Предыдущая глава |
↓ Содержание ↓
↑ Свернуть ↑
| Следующая глава |
В камнях я не разбирался. Совсем. Но неплохо помнил, как менялось выражение лица менялы, рассматривавшего украшения. Поэтому нашел взглядом тяжеленное серебряное ожерелье с десятком огромных ярко-синих тирритов и... тоже захотел пошутить:
— Как ты думаешь, хейсары поймут, если ты нацепишь сразу все?!
— ?!
— Вся эта кучка не стоит и одной твоей улыбки. Поэтому тебе придется обвешаться с ног до головы...
— Льстец! — фыркнула она. В глубине души млея от счастья. — Выбирай что-то одно! Ты же чувствуешь, что мне интересно!!!
— Ну... тогда вот это!
— Почему именно оно?
— Очень подходит к цвету твоих глаз... И красивое...
...Убедить Мэй спрятать ожерелье под араллух оказалось безумно сложно — искренне радующаяся подарку, она упорно не желала понять, что в сложившейся ситуации правильнее показать один-единственный камень, чем весь свадебный дар.
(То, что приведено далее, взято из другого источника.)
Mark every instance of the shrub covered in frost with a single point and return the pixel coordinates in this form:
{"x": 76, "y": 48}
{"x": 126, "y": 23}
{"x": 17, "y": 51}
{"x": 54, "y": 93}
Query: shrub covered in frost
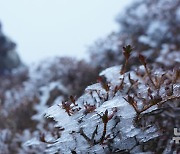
{"x": 148, "y": 25}
{"x": 125, "y": 112}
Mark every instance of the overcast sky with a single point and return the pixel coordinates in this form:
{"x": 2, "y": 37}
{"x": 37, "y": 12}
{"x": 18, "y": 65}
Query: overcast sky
{"x": 43, "y": 28}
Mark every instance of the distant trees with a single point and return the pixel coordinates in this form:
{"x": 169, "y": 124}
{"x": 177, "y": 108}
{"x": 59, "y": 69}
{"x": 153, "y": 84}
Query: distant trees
{"x": 9, "y": 58}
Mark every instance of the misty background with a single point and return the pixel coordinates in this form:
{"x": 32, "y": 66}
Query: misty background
{"x": 45, "y": 28}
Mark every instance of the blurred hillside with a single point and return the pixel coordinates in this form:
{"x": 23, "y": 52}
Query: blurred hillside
{"x": 9, "y": 59}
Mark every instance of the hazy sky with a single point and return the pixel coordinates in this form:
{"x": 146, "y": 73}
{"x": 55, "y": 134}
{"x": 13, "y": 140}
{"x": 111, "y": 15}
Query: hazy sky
{"x": 43, "y": 28}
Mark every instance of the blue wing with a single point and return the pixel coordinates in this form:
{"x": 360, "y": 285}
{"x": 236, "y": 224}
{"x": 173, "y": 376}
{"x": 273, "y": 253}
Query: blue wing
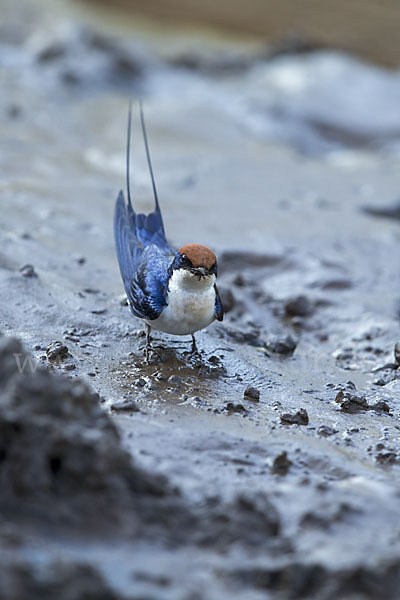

— Я хочу, чтобы его видели все! — раз за разом повторяла она. — Оно прекрасно! И смотрится намного лучше того, что носит аза Нита!
Пришлось привести неопровержимые доводы — поцеловать в губы эдак раз сто и попросить прислушаться к моему мнению.
Прислушалась. Но все равно сделала по-своему — надела его под араллух, 'совершенно случайно' оставив ворот незашнурованным. Вернее, зашнурованным, но так, что сквозь тесьму были видны не только тирриты, но и манящая ложбинка между грудей.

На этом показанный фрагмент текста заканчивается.